Youth for Western Civilization has been classified as a “hate group” by the Southern Poverty Law Center; here’s a post at their Hatewatch blog, with more information on the people behind YWC: ‘Right-Wing Youth’ Group Debuts At CPAC.
One of the group’s founders, Marcus Epstein, is a frequent contributor to the white nationalist hate website vdare.com. (Editor’s Note: In Sept. 2009, Hatewatch was informed that Epstein now claims he was not a founder of the group, even though he had said so earlier.)

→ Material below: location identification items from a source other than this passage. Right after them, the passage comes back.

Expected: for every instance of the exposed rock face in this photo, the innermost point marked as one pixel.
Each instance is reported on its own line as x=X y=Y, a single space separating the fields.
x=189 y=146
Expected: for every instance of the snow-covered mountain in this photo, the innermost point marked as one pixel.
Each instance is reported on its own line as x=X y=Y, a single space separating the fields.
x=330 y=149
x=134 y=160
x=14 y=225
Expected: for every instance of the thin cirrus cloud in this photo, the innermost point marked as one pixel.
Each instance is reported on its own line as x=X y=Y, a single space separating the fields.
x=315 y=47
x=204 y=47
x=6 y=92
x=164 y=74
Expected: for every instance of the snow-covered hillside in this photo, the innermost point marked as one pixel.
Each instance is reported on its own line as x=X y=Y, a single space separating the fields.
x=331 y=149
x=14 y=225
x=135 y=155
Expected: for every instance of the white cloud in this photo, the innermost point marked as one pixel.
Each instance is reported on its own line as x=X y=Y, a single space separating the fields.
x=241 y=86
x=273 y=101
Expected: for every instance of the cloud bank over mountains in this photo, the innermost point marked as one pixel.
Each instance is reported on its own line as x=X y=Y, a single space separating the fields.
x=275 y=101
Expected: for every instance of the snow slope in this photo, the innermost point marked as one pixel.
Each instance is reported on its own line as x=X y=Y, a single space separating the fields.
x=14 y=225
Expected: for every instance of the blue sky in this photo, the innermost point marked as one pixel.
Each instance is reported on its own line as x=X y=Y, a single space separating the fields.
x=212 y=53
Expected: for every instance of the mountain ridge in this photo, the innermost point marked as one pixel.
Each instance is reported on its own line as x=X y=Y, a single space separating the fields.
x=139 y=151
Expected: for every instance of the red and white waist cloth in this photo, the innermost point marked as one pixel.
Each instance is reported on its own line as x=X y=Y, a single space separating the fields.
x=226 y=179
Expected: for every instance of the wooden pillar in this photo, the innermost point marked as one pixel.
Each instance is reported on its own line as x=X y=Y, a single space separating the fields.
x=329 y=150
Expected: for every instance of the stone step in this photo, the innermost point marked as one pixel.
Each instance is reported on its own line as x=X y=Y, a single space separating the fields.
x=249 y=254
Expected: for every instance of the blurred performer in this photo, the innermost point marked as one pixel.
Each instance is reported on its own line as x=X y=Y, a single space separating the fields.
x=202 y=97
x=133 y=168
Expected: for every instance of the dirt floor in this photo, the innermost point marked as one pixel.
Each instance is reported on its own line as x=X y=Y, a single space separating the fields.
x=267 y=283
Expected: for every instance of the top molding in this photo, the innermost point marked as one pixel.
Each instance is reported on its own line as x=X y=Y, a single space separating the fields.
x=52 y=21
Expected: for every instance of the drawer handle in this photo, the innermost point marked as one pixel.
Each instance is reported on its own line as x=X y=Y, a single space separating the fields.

“Diversity can be good in moderation — if what is being brought in is desirable,” Epstein wrote in one vdare.com essay. “Most Americans don’t mind a little ethnic food, some Asian math whizzes, or a few Mariachi dancers — as long as these trends do not overwhelm the dominant culture.”
Epstein is also the head of the Robert A. Taft Club, a Washington, D.C., group whose events regularly feature prominent academic racists like Jared Taylor, the editor of the overtly white supremacist journal American Renaissance.
Another Youth for Western Civilization founder, Kevin DeAnna, has posted several times in recent years to the Spartan Spectator, the website of the Michigan State University chapter of Young Americans for Freedom, or MSU-YAF.
In 2007, the Southern Poverty Law Center identified MSU-YAF as a hate group after it organized a “Catch an Illegal Alien Day” game, sponsored a “Koran desecration contest,” jokingly threatened to distribute small-pox infected blankets to Native American students, posted “Gays spread AIDS” fliers, called Latino students and faculty members “savages,” and invited Nick Griffin, the chairman of the neofascist British National Party, to speak on the MSU campus.
“The point is that all Christians, and white Christians in particular, don’t owe any deference to the self-defined racial separatist customs of other people,” DeAnna posted to Spartan Spectator in July 2007.
DeAnna was supporting another Spartan Spectator blogger who attacked the African-American holiday Kwanzaa for being “Satanic,” because it’s “designed to lead black Americans from traditional Christian holidays like Christmas and replace it with paganism.”